Wednesday, February 16, 2011

A Journey of Desire

We've been planning on child #2 for quite some time now. So let me update you! We began our journey to a second child last May with a plan to adopt a child from Ethiopia. We pursued Ethiopia for months before the reality of the financial commitment set in. We are financially unprepared to take on a commitment of that magnitude and though our desire is to eventually add an African child to our family, it looks like our next addition will come from right here in our own County. The paperwork I've been talking about will be turned into Contra Costa Children and Family services homefinding unit.
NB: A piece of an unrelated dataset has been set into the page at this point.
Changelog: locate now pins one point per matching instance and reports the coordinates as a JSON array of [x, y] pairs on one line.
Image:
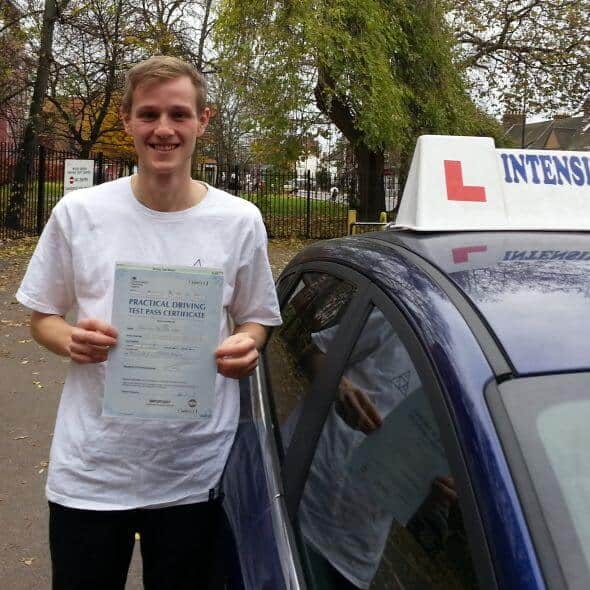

This has been a very different adoption journey than I had with Addy. In fact, it's kind of the opposite! My emotions were so raw with Addy. It was torture to watch people get pregnant and my desire for a child was all consuming! So here I am waiting for #2 and I feel nothing! I can't decide if it's a defense mechanism or if I've just learned that it is better to just trust God's plan for my family. I'd like to think that it's the second, but it's probably a combination. I have learned so much about trusting God's plan for my life. There was a time when I felt the need to control my future. When I thought that trusting God to provide my family meant that I would be waiting forever. I wish I could say that I had this area of my life under control BEFORE He provided for me, but the reality is that it was THROUGH His provision in my life that I truly learned that I can trust Him with my most intimate desires and that His plan is so much more than I could have even imagined or asked for. So, while sometimes the motives of my heart are a mystery to me, my prayer is that the reason I'm at peace and not anxiously trying to control the steps of my life is because I've learned that resting in God's will for my life and having faith that He is my provider and desires my best is the reason I'm not freaking out right now. I have so much hope for my future! I'm confident that God has an amazing future planned for my family and that His plan includes a full quiver of children!

Thanks for listening to my ramblings. I've been very emotionally detached and even just writing this post is making it feel just a little... more... real. I hope that if you're struggling with infertility that you feel free to approach me about it. I know the journey well and even though I am perfectly happy and content in my life, I know it will be a life-long journey of trusting God in this area. I don't understand His thinking, but I don't need to to know that He created me uniquely so that His plan could be accomplished through me.